Let’s set the specifics of F-commerce and m-commerce aside for a minute and talk about multinational e-commerce. No, “multinational” is not code for a new tablet-smartphone-ultrabook hybrid device. Multinational commerce–which requires multinational branding–is what smart companies are already doing, and what big businesses with US-only online presence should start doing. If you’re still caught up in the excitement of this month’s mainstream media obsession, get a Hunger Games fix with this basic example of multinational branding.
Behind the scenes, Google‘s new multilingual markup support will help brands maintain similar/identical content on different regional websites, as well as translated content intended for different countries, without tripping the duplicate content filter and screwing with SERPs rankings. Arguably, this change makes taking care of the code the easiest part of developing multilingual sites.
Selling to other countries and in other languages has a number of challenges, not the least of which is translating your content while maintaining meaning and local appeal. Econsultancy calls this “transcreation.” Transcreation takes into account linguistic and cultural idiosyncrasies when producing a country-specific retail site. After translating your content, tailor the new text to the new language so it sounds natural. (Reckless translations often make better jokes than shopping experiences.)
The article also reminds us that translation is about more than just the words: modify your images, themes, and colors to fit your target culture, as well.
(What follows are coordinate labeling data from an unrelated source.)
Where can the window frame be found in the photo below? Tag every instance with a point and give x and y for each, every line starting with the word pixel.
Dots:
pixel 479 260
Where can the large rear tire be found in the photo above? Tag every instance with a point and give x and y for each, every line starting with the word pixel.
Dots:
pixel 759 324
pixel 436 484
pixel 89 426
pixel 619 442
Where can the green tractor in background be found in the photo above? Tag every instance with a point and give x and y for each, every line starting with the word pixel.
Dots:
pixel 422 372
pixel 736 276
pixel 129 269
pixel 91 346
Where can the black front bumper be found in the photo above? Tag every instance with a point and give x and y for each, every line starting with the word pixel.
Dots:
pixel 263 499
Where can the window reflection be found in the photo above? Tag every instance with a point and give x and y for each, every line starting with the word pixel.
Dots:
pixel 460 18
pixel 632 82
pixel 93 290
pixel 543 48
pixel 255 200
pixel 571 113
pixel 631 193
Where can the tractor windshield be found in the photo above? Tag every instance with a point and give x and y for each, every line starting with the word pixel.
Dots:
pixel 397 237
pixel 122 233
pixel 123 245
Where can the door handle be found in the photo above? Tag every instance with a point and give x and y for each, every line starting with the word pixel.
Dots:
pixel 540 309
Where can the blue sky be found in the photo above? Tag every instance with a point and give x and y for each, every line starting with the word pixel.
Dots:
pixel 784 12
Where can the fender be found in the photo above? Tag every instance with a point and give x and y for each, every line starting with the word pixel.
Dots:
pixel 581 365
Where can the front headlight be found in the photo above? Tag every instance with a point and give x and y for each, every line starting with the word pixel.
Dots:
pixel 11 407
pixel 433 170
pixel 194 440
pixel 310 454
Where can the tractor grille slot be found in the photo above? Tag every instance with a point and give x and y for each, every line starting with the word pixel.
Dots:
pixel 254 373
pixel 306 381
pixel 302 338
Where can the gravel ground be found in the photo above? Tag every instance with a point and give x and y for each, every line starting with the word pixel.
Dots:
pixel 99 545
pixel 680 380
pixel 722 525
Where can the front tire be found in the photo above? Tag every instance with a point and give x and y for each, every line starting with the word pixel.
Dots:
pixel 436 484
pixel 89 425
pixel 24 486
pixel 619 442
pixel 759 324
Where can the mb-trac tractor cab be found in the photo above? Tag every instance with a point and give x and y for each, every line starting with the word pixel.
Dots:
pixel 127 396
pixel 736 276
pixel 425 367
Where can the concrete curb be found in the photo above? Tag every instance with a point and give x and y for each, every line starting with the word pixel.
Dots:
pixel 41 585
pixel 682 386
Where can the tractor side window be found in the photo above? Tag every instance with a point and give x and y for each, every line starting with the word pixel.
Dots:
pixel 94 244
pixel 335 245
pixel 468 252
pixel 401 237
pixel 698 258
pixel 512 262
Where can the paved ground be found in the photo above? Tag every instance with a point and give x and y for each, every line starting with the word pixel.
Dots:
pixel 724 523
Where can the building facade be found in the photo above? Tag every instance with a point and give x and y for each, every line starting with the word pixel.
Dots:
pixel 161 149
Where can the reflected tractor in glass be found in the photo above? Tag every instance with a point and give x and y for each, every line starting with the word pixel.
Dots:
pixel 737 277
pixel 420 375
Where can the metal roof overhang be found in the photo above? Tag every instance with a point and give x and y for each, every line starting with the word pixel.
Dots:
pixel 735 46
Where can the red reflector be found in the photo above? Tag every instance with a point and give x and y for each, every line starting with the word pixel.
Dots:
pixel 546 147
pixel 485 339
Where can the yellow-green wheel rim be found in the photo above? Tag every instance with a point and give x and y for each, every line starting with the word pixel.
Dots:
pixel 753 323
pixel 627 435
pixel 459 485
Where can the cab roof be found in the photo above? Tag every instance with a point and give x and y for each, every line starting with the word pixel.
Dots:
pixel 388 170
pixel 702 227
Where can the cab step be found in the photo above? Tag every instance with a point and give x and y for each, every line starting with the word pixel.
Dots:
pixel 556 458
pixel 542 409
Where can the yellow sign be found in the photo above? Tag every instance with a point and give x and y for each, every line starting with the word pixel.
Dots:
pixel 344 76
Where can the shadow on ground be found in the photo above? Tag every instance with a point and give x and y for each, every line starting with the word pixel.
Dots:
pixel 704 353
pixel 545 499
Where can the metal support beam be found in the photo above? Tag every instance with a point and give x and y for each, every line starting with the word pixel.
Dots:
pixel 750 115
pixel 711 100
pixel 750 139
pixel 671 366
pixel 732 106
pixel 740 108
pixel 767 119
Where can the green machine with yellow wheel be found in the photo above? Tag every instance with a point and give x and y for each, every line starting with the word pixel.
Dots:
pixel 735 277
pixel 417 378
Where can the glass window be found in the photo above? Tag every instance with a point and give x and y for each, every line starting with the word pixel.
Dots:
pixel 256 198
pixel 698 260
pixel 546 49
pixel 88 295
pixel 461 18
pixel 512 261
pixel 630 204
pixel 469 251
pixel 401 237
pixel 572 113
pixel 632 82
And, most importantly, companies need to “get into the head of your ideal customer in each market” for successful multinational branding. If you’re not sure how to do that, start with the Econsultancy article that sums up seven tips for international commerce. I’m adding another tip to the pile, courtesy of Chris Liversidge on Search Engine Land: make sure all the content on a non-English page is in your target language, not just some of it.